I see that set_intersection()
et al. from the algorithm
header won't work as they explicitly require their inputs to be sorted -- guess you ruled them out already.
It occurs to me that the "naive" approach of iterating through hash A and looking up every element in hash B should actually give you near-optimal performance, since successive lookups in hash B will be going to the same hash bucket (assuming that both hashes are using the same hash function). That should give you decent memory locality, even though these buckets are almost certainly implemented as linked lists.
Here's some code for unordered_set_difference()

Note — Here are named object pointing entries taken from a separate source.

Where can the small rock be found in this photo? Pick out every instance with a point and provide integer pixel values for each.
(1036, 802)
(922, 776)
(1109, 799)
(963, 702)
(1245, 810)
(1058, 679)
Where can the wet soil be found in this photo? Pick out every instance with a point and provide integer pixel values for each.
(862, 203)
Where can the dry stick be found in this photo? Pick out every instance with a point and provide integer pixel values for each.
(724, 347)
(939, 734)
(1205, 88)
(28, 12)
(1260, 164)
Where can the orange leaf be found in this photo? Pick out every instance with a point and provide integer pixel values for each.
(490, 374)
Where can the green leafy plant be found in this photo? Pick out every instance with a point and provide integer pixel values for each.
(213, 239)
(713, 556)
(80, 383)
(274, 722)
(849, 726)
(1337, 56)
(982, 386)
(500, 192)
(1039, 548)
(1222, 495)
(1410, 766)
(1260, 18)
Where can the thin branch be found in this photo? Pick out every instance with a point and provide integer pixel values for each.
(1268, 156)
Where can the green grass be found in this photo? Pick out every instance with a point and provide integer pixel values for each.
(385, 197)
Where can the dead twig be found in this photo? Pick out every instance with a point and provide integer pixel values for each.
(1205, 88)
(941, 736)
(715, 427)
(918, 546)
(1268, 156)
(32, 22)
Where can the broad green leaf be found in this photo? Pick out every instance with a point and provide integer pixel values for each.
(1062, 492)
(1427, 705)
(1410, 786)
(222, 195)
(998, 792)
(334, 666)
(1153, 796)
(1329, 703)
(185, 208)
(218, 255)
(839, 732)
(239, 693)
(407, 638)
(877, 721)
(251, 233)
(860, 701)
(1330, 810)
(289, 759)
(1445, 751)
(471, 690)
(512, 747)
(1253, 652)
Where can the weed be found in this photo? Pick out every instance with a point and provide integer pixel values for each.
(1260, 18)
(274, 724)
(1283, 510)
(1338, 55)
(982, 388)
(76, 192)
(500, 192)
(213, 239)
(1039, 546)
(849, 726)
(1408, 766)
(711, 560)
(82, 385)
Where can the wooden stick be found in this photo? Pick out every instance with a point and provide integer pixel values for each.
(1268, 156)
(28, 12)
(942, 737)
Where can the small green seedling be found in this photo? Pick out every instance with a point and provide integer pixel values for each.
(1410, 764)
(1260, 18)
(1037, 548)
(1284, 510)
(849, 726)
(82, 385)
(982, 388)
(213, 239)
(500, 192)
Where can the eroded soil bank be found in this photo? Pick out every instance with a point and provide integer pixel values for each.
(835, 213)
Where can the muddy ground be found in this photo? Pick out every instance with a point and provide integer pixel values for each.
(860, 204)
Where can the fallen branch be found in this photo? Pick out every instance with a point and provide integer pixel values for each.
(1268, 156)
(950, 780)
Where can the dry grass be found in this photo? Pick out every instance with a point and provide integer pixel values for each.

, you can tweak it to make the versions for set union and set difference:
template <typename InIt1, typename InIt2, typename OutIt>
OutIt unordered_set_intersection(InIt1 b1, InIt1 e1, InIt2 b2, InIt2 e2, OutIt out) {
while (!(b1 == e1)) {
if (!(std::find(b2, e2, *b1) == e2)) {
*out = *b1;
++out;
}
++b1;
}
return out;
}
Assuming you have two unordered_set
s, x
and y
, you can put their intersection in z
using:
unordered_set_intersection(
x.begin(), x.end(),
y.begin(), y.end(),
inserter(z, z.begin())
);
Unlike bdonlan's answer, this will actually work for any key types, and any combination of container types (although using set_intersection()
will of course be faster if the source containers are sorted).
NOTE: If bucket occupancies are high, it's probably faster to copy each hash into a vector
, sort them and set_intersection()
them there, since searching within a bucket containing n elements is O(n).